Agriculture Secretary Tom Vilsack announced the award of 33 Conservation Innovation Grants awarded to entities across the nation to develop and demonstrate cutting-edge ideas to accelerate private lands conservation. Grant recipients will demonstrate innovative approaches to improve soil health, conserve energy, manage nutrients and enhance wildlife habitat in balance with productive agricultural systems. USDA’s Natural Resources Conservation Service (NRCS) administers this competitive grants program.
“Conservation Innovation Grants activate creativity and problem-solving to benefit conservation-minded farmers and ranchers,” Vilsack said. “These grants are critical for developing and demonstrating new ideas for conservation on America’s private lands and strengthening rural communities. Everyone relies on our nation’s natural resources for food, fiber, and clean water and will benefit from these grants.”
“The Conservation Innovation Grant program brings together the strength and innovation of the private and non-profit sectors, academia, producers, and others to develop and test cutting-edge conservation tools and technologies and work side-by-side with producers to demonstrate how solutions work on the land,” NRCS Chief Jason Weller said.
As climate changes, extreme weather events are becoming more common, these partnership grants drive cutting-edge conservation techniques that can make our nation’s landscape more resilient to these changes.
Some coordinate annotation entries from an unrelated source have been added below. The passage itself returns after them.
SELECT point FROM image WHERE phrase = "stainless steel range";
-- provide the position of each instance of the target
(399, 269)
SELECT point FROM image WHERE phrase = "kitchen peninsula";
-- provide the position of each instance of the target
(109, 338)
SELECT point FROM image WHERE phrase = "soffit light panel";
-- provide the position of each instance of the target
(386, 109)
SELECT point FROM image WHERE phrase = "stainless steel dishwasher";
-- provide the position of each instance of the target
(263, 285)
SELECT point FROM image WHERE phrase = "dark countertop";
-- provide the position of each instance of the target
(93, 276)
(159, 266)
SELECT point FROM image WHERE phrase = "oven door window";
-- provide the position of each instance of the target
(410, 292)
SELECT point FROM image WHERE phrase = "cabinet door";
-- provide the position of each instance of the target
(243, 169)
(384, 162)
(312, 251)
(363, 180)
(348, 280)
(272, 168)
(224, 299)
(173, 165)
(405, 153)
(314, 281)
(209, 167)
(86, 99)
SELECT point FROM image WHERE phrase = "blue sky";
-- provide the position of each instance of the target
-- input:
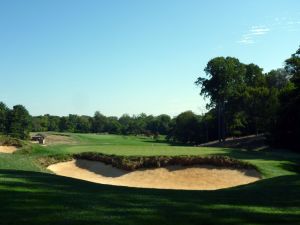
(132, 56)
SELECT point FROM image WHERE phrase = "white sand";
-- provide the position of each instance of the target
(8, 149)
(172, 177)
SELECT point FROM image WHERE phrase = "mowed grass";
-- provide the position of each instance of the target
(29, 195)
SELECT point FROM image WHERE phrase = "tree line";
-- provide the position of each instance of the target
(99, 123)
(243, 100)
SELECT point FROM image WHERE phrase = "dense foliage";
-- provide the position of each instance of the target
(14, 122)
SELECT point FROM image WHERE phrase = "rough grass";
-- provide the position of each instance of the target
(131, 163)
(31, 197)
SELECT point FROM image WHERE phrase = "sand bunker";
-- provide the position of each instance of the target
(8, 149)
(172, 177)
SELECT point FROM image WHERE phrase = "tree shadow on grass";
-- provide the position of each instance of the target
(37, 198)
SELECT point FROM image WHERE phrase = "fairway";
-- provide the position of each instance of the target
(62, 200)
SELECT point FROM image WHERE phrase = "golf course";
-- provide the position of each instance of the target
(32, 194)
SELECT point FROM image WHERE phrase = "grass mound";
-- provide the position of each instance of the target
(10, 141)
(131, 163)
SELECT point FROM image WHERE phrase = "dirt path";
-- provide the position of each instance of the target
(172, 177)
(8, 149)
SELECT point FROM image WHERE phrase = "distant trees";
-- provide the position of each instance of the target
(3, 116)
(14, 122)
(244, 98)
(99, 123)
(286, 132)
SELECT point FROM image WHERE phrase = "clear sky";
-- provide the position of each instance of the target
(132, 56)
The awards total $13.3 million. Six of the approved grants support conservation technologies and approaches to help farmers and ranchers who historically have not had equal access to agricultural programs because of race or ethnicity, or who have limited resources, or who are beginning farmers and ranchers.
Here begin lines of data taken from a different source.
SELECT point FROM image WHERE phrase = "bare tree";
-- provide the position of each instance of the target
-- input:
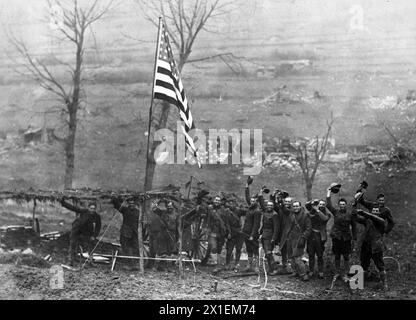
(185, 21)
(311, 156)
(71, 23)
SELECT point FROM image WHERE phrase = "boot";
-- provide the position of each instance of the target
(255, 264)
(305, 277)
(270, 263)
(249, 266)
(346, 270)
(213, 260)
(383, 279)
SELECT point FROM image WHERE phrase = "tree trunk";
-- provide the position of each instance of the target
(70, 150)
(309, 184)
(72, 110)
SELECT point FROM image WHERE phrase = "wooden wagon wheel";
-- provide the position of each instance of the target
(146, 246)
(200, 249)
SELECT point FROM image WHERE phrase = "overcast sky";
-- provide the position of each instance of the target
(371, 24)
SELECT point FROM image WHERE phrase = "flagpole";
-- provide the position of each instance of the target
(151, 104)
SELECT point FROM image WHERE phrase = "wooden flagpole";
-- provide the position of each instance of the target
(151, 104)
(142, 208)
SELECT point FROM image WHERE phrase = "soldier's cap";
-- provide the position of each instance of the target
(284, 194)
(203, 193)
(335, 187)
(92, 204)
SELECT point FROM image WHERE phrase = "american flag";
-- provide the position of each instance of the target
(169, 87)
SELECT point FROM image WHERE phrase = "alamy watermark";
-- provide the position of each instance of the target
(244, 147)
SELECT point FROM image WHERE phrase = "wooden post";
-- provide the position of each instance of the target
(140, 231)
(147, 183)
(34, 215)
(180, 234)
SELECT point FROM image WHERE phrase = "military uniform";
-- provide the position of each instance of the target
(86, 225)
(129, 236)
(343, 232)
(373, 246)
(236, 240)
(284, 223)
(218, 230)
(316, 240)
(269, 230)
(250, 230)
(299, 230)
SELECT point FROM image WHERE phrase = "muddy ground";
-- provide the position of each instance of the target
(28, 278)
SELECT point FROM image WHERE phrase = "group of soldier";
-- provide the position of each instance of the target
(282, 221)
(261, 225)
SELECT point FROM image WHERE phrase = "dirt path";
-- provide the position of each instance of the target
(24, 282)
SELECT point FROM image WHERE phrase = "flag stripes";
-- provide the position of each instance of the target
(168, 87)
One CIG Grant including South Dakota is the Conservation Technology Information Center (IA, IL, IN, MI, OH, MN, SD) funding of $482,000 for Economic, agronomic and environmental benefits of cover crops for new and established users.
Cover crops help to gain multiple conservation and sustainability benefits, including the protection and improvement of soil and water quality and improvement of wildlife and pollinator habitat. This project will draw on data from a wide variety of cover crops planted in seven Midwest states – Iowa, Illinois, Indiana, Michigan, Ohio, southern Minnesota and South Dakota.
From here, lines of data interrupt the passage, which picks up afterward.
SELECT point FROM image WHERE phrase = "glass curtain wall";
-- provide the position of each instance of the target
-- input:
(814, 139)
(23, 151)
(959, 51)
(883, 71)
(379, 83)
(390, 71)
Additional grants were awarded in South Dakota through a state-level CIG component with funding totaling almost $150,000 for two projects:
(1). Deep Well Water Treatment Facility Development: Awarded to the Corson Conservation District to demonstrate the effectiveness of alternative methods of improving poor quality groundwater sources used for livestock consumption and document the economic viability of these methods. Three deep water wells with poor quality drinking water will be treated to make it suitable for livestock consumption. The proposal will encompass 3 livestock cooperators in Corson, Dewey and Ziebach Counties. This innovative proposal will incorporate new technology of applying a treatment system. The objective will be to bring suitable water to livestock at a reasonable cost. This practice has not been used in South Dakota to treat livestock water at this scale. The total cost of the project is $182,620 with $75,000 being requested from the Conservation Innovation Grant program that would be combined with $107,620 of matching funds from cooperator cash and in-kind.
(2). Conservation Drainage Practices to Remove Nitrate from Tile Drain Water: The overall objective for this project is to demonstrate the use of Drainage Water Management and saturated buffers as a tool for subsurface drainage water management and assist producers in the decision making process regarding tile drain installation, conservation drainage systems design and cost. The long-term goal is to develop, evaluate, compare, and transfer different conservation drainage practices that can be implemented by producers to maintain the benefits of agricultural subsurface drainage while minimizing unwanted environmental impacts. The total cost of the project is $149,998 with $74,998 being requested from the Conservation Innovation Grant program that would be combined with $75,000 of matching funds from cooperator cash and in-kind. The lead entity of this project is South Dakota Water Resources Institute-Department of Agricultural and Biosystems Engineering, South Dakota State University.
“This grant competition is an excellent opportunity to help farmers and ranchers improve environmental health through innovative approaches,” said Jeff Zimprich, South Dakota State Conservationist with NRCS.
A full list of recipients is available at http://www.nrcs.usda.gov/wps/portal/nrcs/main/national/programs/financial/cig/. The grants are funded through the Environmental Quality Incentives Program. Grantees must work with producers and forestland owners to develop and demonstrate the new technologies and approaches. At least 50 percent of the total cost of CIG projects must come from non-federal matching funds, including cash and in-kind contributions provided by the grant recipient.
Secretary Vilsack said this announcement is another reminder of the importance of USDA programs to rural America. A comprehensive five-year Food, Farm and Jobs Bill would further expand the rural economy, Vilsack added, saying that is just one reason why Congress must get a comprehensive Bill done as soon as possible.